# Re: Bank



## Janetp (Jan 24, 2013)

*Re: Bank*

Hi, can you open a bank account in Cyprus even if you are still in the UK.


----------



## Guest (Feb 11, 2013)

The simple answer is no. You need to be in place and give proof of your identity

Anders


----------



## Kalimera (Oct 19, 2011)

We had to be in Cyprus to open ours


----------



## Janetp (Jan 24, 2013)

We are moving iver next year but coming over this year for 3 weeks, so was just wondering if we could do it when we come over this year. Also what proof of identity do we need to open it. Thank you


----------



## Kalimera (Oct 19, 2011)

I think (and don't quote) we took passport and a couple of utility bills from UK residence


----------



## Guest (Feb 11, 2013)

Janetp said:


> We are moving iver next year but coming over this year for 3 weeks, so was just wondering if we could do it when we come over this year. Also what proof of identity do we need to open it. Thank you


You can open a bank account when you come over on vacation. Normally passport and a utility bill is enough.

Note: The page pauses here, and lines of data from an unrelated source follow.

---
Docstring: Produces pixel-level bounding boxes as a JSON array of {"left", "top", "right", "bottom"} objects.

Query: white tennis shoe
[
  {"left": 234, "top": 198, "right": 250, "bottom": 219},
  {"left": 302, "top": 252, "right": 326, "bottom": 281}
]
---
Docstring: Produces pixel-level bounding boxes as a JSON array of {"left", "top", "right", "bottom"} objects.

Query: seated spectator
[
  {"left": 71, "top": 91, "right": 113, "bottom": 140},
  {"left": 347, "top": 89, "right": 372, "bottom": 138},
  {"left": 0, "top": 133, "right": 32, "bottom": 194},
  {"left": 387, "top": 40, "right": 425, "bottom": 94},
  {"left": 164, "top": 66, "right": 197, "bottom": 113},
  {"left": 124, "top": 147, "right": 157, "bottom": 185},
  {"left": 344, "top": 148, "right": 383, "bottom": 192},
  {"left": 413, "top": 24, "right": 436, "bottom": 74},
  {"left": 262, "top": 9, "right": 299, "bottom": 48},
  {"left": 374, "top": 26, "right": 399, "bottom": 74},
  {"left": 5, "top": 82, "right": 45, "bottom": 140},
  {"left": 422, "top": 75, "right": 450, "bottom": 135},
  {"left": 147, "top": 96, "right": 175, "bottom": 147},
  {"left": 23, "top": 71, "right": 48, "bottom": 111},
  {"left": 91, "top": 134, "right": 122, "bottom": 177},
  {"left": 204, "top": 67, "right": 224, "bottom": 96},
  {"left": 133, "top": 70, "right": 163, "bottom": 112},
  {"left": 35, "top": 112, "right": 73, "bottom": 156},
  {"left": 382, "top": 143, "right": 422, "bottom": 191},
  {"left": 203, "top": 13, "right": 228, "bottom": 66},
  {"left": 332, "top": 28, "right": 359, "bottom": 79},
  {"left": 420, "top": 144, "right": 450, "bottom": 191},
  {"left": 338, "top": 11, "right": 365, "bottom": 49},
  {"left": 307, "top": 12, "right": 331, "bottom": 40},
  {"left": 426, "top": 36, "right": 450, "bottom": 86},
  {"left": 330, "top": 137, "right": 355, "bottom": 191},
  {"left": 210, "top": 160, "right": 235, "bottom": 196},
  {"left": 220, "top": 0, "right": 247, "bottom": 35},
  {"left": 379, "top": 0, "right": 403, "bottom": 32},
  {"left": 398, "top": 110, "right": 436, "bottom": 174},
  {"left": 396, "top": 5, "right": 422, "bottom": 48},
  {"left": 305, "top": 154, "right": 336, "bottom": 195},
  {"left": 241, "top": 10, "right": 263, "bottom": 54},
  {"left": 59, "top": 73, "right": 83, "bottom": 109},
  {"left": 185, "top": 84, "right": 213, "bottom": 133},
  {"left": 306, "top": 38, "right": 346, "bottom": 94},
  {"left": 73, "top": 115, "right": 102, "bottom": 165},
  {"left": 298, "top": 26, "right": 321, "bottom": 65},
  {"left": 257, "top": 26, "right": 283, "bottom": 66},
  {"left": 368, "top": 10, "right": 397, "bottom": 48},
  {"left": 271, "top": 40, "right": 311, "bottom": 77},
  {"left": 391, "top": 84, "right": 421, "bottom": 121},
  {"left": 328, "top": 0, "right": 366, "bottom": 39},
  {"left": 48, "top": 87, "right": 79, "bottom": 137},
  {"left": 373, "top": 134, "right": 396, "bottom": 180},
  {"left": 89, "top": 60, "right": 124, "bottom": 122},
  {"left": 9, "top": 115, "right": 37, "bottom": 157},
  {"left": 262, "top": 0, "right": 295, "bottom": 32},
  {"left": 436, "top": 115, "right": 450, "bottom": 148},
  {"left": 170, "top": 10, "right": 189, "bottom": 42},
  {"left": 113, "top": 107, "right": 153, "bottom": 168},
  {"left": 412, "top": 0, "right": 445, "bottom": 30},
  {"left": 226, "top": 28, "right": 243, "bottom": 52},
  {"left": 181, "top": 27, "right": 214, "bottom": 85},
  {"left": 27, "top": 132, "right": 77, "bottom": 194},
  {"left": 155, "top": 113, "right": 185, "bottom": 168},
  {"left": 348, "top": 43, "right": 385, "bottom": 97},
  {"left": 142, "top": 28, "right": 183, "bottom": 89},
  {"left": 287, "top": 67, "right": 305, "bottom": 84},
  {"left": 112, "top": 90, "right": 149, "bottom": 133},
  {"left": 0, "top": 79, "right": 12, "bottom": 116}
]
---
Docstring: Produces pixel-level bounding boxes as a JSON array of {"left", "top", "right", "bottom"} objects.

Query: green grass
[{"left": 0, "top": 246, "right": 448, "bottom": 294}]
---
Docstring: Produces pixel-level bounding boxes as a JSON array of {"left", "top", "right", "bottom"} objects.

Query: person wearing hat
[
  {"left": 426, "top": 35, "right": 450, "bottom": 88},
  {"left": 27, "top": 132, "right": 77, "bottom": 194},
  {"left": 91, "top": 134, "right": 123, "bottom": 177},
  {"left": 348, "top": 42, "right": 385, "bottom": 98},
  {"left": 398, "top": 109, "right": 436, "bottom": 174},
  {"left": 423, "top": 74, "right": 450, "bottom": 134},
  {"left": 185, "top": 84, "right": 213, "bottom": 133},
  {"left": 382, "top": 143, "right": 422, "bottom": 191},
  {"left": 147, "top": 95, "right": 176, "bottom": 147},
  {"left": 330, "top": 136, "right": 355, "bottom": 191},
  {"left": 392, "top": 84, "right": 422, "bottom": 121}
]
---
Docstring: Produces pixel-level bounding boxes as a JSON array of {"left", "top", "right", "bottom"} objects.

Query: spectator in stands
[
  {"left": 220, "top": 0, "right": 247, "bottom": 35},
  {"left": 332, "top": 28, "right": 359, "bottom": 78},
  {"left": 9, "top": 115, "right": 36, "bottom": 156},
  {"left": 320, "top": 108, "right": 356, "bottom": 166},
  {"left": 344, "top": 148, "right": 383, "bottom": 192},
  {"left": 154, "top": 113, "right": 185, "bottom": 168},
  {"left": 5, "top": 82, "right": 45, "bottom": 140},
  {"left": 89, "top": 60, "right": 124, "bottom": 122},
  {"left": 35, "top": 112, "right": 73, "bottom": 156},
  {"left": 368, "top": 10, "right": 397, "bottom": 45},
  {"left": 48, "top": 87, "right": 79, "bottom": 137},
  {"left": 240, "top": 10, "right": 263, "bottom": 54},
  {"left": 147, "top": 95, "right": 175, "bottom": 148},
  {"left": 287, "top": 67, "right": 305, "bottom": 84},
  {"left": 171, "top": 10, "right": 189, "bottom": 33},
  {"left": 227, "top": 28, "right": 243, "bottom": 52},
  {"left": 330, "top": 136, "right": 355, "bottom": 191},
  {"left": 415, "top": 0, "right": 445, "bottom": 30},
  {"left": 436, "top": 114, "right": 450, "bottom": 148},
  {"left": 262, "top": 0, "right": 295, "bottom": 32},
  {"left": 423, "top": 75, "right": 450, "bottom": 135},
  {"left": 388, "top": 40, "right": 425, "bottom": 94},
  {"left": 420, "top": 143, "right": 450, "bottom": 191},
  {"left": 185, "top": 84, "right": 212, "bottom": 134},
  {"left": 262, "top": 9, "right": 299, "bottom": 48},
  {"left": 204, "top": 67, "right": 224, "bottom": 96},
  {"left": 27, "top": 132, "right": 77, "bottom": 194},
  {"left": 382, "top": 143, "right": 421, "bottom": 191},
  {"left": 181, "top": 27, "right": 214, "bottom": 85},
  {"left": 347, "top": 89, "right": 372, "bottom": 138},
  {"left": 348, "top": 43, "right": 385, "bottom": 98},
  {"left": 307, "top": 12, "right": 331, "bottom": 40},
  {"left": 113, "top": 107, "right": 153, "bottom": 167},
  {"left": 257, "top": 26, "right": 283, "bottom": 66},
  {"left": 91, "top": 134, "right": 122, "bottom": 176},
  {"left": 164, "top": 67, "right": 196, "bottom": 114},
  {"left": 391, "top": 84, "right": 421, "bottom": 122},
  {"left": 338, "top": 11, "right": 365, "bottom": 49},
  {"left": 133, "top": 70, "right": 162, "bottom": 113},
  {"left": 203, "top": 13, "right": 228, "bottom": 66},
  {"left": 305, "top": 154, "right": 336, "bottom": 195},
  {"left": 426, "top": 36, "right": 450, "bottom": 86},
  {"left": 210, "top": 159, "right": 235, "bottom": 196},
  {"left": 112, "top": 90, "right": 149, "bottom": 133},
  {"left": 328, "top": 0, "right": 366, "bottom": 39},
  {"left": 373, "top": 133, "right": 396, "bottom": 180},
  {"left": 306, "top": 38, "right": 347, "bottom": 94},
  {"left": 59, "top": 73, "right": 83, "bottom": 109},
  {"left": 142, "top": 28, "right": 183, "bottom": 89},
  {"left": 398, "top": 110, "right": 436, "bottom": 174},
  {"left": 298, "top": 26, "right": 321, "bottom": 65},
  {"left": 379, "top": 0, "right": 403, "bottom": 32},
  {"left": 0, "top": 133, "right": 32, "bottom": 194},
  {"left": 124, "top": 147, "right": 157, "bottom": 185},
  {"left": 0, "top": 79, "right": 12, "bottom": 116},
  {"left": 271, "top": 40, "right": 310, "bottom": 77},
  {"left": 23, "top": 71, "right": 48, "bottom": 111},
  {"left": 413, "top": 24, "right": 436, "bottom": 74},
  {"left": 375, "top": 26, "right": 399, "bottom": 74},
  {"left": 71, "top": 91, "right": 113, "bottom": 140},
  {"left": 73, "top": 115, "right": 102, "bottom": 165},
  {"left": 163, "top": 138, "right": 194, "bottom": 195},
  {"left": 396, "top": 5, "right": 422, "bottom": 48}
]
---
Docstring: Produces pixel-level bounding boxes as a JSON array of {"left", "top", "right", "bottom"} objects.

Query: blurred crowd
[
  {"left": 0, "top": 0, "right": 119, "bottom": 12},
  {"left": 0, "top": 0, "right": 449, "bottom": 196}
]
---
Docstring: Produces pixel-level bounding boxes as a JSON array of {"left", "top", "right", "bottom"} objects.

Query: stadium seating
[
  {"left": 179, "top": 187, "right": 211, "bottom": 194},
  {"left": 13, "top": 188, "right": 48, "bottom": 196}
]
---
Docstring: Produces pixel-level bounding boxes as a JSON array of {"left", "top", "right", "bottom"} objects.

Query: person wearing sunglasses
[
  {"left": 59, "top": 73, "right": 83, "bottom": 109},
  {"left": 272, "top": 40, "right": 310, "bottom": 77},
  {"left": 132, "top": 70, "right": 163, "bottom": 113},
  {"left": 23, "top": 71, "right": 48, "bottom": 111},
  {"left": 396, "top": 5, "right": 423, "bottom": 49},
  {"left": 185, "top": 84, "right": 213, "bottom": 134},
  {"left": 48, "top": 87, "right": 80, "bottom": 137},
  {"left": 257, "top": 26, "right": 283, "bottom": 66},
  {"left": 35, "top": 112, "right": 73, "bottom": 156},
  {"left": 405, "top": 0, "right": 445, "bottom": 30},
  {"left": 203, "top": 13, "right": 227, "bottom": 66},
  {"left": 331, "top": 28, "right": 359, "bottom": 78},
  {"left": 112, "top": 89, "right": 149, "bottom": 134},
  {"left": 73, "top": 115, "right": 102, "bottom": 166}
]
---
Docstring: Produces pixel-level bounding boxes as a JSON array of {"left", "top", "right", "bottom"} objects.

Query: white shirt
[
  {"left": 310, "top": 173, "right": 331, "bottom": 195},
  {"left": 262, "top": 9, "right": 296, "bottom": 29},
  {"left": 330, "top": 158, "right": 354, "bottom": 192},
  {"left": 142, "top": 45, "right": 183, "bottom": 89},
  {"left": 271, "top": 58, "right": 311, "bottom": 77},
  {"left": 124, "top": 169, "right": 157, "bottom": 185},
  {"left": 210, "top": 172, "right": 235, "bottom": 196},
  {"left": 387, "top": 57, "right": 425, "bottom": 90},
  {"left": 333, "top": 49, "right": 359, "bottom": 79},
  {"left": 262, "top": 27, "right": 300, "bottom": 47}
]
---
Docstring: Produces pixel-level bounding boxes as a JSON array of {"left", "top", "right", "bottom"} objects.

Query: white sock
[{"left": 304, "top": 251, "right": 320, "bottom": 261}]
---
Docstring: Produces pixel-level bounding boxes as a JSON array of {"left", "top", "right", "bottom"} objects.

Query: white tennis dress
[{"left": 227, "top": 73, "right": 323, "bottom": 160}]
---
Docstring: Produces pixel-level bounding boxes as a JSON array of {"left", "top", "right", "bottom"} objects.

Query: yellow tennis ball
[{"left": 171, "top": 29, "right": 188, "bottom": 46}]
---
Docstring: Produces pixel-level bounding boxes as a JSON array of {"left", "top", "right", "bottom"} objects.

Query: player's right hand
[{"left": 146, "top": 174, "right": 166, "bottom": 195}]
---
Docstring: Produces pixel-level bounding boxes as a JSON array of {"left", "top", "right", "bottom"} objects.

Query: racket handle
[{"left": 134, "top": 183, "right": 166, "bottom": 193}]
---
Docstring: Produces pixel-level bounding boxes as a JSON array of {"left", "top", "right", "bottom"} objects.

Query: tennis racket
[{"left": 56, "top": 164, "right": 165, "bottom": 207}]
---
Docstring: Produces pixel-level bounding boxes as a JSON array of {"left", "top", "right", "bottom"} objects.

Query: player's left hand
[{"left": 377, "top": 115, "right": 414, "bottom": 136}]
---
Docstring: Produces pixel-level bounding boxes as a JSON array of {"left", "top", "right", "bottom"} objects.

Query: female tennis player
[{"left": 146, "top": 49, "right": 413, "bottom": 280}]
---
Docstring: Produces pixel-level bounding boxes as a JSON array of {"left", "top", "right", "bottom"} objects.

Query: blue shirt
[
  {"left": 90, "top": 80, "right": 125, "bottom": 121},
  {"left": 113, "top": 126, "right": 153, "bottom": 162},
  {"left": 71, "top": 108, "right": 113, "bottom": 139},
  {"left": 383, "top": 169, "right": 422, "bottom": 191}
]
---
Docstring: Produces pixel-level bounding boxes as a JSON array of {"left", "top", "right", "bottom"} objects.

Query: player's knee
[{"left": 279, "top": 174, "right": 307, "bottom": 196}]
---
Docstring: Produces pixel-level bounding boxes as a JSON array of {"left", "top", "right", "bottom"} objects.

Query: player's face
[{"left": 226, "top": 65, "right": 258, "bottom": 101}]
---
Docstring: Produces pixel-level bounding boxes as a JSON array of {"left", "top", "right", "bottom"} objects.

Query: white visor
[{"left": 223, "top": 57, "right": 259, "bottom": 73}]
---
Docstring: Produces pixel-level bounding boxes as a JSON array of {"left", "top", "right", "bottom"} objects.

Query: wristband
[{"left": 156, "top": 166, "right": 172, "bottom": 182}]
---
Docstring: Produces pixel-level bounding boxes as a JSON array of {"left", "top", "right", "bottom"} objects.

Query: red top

Remember it is up to the bank to open the account as long as you have no address in Cyprus but considering the current state of the banks they will be interested with all money they can get.

Anders


----------



## Janetp (Jan 24, 2013)

Thank you


----------



## Janetp (Jan 24, 2013)

Thank you, just trying to get as much info as I can


----------



## Veronica (Apr 5, 2008)

Yes, as has been said, proof of Identity such as your passport and proof of residence such as utility bills is all you need.


----------



## Janetp (Jan 24, 2013)

Thanks Veronica


----------



## Geraldine (Jan 3, 2009)

SWJ said:


> I think (and don't quote) we took passport and a couple of utility bills from UK residence


I opened an account on a holiday 2 years before I moved out, passport and 2 UK utility bills is all it takes.


----------



## Janetp (Jan 24, 2013)

thank you


----------